Wenn’s Werkzeug nicht passt, geh’ ich da nicht dran

21. Juli 2020 von Laborjournal

Wann bringt Forschung den größten Ertrag? Wenn man mit seinem Projekt auf einem breiten, gut gesicherten Pfad wandelt? Oder wenn man auf einem riskanten und herausfordernden Trip neue Schneisen in ein dunkles und unwegsames Dickicht schlägt?

Die Antwort ist klar und bis heute immer wieder neu belegt: Die leckersten Früchte pflückt man nicht aus sicherem Bodenstand vom Baum, da muss man schon eine aufwendigere Kletterpartie riskieren.

Warum macht es die große Mehrheit der Forscherinnen und Forscher dennoch anders? Warum bleiben sie auf ausgetretenen Pfaden und pflücken mickrige Früchte in Kopfhöhe?

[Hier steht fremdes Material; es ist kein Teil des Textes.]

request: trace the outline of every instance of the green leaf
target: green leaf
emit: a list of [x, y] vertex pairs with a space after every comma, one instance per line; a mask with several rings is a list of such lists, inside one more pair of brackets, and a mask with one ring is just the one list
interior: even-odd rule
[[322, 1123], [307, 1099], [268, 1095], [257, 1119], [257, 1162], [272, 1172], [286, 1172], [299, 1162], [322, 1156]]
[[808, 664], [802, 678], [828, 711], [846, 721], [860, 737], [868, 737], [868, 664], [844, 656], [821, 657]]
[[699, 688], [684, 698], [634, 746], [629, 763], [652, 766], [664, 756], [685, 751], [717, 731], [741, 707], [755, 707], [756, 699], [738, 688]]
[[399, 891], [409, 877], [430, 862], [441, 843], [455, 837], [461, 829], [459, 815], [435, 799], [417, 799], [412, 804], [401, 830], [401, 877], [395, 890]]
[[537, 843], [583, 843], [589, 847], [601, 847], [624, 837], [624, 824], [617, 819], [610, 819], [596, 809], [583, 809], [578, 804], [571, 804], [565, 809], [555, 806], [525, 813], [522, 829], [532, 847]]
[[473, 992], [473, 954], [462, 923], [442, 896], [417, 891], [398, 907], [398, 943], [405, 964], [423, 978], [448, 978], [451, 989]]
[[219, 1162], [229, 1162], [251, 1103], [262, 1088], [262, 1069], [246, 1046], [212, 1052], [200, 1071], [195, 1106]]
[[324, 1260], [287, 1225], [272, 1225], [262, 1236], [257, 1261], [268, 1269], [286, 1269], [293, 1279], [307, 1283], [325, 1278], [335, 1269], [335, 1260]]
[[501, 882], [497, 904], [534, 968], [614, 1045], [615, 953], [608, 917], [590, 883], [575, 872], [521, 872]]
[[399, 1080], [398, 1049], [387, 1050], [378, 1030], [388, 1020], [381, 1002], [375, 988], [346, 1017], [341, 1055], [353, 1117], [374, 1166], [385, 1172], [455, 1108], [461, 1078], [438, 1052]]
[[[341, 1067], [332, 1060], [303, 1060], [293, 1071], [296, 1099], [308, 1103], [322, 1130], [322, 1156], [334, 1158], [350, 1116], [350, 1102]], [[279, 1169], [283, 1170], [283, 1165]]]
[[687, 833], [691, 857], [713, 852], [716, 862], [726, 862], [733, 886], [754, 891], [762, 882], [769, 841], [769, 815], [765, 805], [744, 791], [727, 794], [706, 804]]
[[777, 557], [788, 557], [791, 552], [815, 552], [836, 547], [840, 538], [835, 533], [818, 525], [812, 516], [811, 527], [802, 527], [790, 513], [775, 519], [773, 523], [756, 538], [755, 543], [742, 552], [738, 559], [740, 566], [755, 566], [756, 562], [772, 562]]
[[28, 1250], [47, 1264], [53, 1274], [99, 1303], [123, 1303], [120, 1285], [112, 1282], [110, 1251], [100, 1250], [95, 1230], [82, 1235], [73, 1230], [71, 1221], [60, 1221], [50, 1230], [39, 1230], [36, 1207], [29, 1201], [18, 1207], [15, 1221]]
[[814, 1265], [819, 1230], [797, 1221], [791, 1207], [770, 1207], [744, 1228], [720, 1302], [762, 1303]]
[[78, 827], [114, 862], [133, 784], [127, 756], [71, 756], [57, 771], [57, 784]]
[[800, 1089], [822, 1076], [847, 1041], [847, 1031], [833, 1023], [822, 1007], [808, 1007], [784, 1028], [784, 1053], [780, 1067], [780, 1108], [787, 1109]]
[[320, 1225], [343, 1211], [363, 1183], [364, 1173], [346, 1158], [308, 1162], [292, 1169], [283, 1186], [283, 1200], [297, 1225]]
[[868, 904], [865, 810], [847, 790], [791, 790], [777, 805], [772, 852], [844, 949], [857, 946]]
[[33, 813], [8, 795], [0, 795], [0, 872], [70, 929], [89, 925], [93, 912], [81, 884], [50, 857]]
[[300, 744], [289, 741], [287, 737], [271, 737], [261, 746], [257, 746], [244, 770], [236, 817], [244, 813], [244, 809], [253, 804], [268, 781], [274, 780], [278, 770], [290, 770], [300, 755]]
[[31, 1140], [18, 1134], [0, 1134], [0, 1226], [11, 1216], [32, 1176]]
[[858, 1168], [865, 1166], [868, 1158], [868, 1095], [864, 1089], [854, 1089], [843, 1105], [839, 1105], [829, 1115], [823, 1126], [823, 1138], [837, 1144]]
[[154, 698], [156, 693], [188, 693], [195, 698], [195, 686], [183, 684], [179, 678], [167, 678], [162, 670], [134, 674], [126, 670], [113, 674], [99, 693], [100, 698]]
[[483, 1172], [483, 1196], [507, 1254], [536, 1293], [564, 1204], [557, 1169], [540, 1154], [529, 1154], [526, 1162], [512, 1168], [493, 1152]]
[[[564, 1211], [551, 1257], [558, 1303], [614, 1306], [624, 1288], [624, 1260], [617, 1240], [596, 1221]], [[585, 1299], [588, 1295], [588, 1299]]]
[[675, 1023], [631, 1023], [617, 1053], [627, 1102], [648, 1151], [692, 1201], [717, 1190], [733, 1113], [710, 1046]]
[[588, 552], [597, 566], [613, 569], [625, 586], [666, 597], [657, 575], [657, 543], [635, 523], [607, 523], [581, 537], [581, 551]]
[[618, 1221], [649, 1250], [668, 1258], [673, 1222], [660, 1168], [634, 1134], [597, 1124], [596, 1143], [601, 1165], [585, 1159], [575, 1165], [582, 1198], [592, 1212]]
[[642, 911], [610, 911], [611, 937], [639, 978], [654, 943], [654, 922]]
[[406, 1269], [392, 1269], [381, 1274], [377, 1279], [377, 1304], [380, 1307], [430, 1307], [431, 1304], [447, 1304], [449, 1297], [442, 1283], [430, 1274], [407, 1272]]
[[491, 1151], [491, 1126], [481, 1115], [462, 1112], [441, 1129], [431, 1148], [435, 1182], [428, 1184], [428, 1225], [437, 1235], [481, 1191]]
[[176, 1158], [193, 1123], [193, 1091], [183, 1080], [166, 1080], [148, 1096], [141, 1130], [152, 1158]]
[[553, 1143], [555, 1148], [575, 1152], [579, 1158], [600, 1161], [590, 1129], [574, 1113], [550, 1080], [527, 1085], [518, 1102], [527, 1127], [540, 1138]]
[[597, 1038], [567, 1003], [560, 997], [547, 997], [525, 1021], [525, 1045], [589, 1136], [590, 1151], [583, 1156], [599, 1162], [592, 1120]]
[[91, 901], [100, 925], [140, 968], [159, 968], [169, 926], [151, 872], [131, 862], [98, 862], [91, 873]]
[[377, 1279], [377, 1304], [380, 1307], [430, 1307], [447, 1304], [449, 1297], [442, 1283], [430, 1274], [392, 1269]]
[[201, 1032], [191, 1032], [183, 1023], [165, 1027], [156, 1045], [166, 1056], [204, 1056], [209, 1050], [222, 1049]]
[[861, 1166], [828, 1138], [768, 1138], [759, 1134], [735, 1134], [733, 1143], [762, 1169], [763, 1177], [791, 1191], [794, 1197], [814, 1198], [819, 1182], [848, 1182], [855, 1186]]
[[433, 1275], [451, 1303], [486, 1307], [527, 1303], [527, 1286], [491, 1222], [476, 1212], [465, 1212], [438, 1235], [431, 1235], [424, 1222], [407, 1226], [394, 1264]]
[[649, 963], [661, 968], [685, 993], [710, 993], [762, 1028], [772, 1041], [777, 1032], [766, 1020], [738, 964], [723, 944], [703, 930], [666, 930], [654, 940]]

Vor einigen Jahren rechneten kanadische Biochemiker vor, dass drei Viertel der Paper über menschliche Proteinkinasen nur rund fünfzig der über fünfhundert bekannten Kinasen abdeckten — und dass sich in diesem Zehntel immer noch fast ausschließlich diejenigen „alten Bekannten“ tummelten, die schon seit Jahrzehnten auf zahlreichen Labortischen schwimmen. Doch damit nicht genug: Auch bei den pharmakologisch ebenso spannenden Proteinfamilien der Ionenkanäle und Nukleären Hormonrezeptoren waren die Verhältnisse ähnlich „konservativ“, wie die Kanadier weiter fanden.    

Gibt es etwa eine weitverbreitete Abneigung, solche Schätze aus dem Dunkel zu heben — selbst wenn man weiß, wo man sie finden kann?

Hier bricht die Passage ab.